Giacomini poeta: sono convinta che le sue parole siano  la migliore guida all’interpretazione della sua poesia, e all’urgenza ‘dialettica’ dei suoi versi in lingua friulana. Scritti nella variante dialettale di Varmo, un friulano rivierasco che ha infiltrazioni venete bene assorbite e variamente diffuse.

Le parole ricorrenti nelle poesie di  Tiare Pesante sono: BASTART – PECJAT – PAGAN – PAJS – BLESTEME – PREJERE - VIN – CIOC – SIGNOR e il verbo JESSI e SCUGNI JESSI.

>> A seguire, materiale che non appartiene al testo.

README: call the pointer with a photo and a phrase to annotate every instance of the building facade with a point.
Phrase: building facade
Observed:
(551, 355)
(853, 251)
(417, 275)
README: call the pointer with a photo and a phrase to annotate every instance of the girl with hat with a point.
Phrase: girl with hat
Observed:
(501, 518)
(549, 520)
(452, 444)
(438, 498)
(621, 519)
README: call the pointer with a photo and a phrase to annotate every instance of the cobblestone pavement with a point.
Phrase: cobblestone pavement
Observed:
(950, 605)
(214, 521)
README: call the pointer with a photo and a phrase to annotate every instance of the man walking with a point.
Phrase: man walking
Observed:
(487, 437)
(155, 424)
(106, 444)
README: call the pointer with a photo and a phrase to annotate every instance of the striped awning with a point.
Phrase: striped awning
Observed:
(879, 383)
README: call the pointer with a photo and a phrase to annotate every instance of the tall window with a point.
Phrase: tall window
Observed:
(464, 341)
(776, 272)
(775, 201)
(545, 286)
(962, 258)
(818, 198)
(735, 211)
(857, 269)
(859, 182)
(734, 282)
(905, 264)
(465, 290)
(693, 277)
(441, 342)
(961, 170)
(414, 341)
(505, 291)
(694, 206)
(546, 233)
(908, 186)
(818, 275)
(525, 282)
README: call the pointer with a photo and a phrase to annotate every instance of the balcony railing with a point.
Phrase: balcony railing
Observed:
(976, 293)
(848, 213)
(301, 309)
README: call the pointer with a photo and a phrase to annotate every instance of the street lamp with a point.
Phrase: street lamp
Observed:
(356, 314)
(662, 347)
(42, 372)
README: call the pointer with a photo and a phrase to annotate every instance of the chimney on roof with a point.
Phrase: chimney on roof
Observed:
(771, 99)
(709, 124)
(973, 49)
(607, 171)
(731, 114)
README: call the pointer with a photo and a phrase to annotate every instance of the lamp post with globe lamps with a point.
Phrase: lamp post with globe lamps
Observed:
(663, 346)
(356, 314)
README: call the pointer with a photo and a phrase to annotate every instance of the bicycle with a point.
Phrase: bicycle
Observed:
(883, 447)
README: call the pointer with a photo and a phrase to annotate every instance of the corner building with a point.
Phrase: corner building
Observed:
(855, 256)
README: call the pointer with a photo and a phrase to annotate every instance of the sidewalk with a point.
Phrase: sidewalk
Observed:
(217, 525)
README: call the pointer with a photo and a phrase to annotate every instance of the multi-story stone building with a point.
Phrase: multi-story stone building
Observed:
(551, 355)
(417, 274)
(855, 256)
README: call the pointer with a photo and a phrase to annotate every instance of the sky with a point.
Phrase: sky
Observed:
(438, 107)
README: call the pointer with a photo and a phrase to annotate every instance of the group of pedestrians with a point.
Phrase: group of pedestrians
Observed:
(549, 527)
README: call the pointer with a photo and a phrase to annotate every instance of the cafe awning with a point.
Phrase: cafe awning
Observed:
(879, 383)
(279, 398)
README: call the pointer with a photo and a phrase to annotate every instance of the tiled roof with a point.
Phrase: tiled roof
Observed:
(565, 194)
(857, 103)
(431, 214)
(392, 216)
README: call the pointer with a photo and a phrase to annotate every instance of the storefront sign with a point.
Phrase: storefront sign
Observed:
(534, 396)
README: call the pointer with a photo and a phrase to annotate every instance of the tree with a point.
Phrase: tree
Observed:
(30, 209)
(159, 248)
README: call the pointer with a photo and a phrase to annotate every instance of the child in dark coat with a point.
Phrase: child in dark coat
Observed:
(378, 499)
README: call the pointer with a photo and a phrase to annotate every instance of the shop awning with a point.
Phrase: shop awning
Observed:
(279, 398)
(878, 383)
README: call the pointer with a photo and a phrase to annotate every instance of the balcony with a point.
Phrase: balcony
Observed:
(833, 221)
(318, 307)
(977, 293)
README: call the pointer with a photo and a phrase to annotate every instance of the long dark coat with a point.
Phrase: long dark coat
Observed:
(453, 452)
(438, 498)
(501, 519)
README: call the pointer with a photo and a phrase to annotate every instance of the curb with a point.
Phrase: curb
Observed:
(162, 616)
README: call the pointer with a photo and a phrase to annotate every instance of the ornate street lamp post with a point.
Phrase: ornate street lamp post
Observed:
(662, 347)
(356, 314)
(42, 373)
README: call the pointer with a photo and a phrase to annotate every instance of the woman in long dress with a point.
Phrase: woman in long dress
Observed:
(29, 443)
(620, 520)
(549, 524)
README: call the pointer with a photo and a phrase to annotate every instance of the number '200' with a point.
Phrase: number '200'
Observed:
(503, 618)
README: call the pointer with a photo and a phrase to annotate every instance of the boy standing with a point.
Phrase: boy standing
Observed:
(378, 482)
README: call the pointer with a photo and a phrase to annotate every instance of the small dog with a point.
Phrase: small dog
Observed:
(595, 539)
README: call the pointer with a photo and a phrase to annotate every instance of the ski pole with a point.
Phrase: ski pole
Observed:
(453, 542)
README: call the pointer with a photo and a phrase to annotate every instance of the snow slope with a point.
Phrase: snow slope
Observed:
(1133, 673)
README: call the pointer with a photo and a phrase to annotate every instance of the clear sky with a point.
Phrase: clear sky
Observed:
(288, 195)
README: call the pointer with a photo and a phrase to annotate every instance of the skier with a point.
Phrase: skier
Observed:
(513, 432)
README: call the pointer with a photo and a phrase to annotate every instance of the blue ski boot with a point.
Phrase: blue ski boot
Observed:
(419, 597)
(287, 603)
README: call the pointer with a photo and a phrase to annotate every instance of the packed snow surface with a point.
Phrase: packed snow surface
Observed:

coro " Aghe Frescje" di Varmo diretto da Guerrina Virgili



 gli attori della Pro Loco "Lis aghis"  interpretano "Il trovatore" di Zorutti
VIDEO di "SCIARAZZULE MARAZZULE"


                      Da sx: pierina Gallina, Michela De Candido, Alessandra Furlanis  Giacomini,  Alexis Giacomini, Pauli Bortolussi.

 
Dai giornali          

Ricordo di Amedeo Giacomini

Varmo celebra la ‘Festa della Patria del Friuli’ con un omaggio al suo poeta, nel decennale della scomparsa
01/04/2016
Festa della Patria del Friuli a Varmo dedicata a uno dei grandi della letteratura di questa terra, scomparso dieci anni fa: Amedeo Giacomini. Il poeta e scrittore sarà commemorato domenica 3 alle 21, nella Sala Consiliare del Municipio edl suo paese natale, per volere del Comune e della Pro Loco ‘Lis aghis’ di Romans e il coordinamento di Paolo Bortolussi.
Nell’ambito dei festeggiamenti della Provincia  di Udine, promotrice di eventi in tutto il Friuli storico per ricordare il 1077, Pierina Gallina  interverrà a illustrare la produzione letteraria di Giacomini, sia quella in prosa che poetica.
Considerato da molti il più grande poeta friulano dopo Pasolini, ha scritto sia in italiano che in lenghe sin dal 1976, l’anno del terremoto.  Nel 1987, è stato inserito da Franco Brevini nella sua antologia della poesia dialettale, ma si è occupato anche di studi filologici.
Lo storico e critico d’arte Franco Gover, tratterà di Villa Giacomini, villa veneta  la casa in cui nacque il poeta nel 1939. A seguire,  la farsa ‘Il Trovatore’ di  Pietro Zorutti, a cura dei lettori interpretativi della Pro Loco e il Coro ‘Aghe frescje’ diretto da Guerrina Virgili.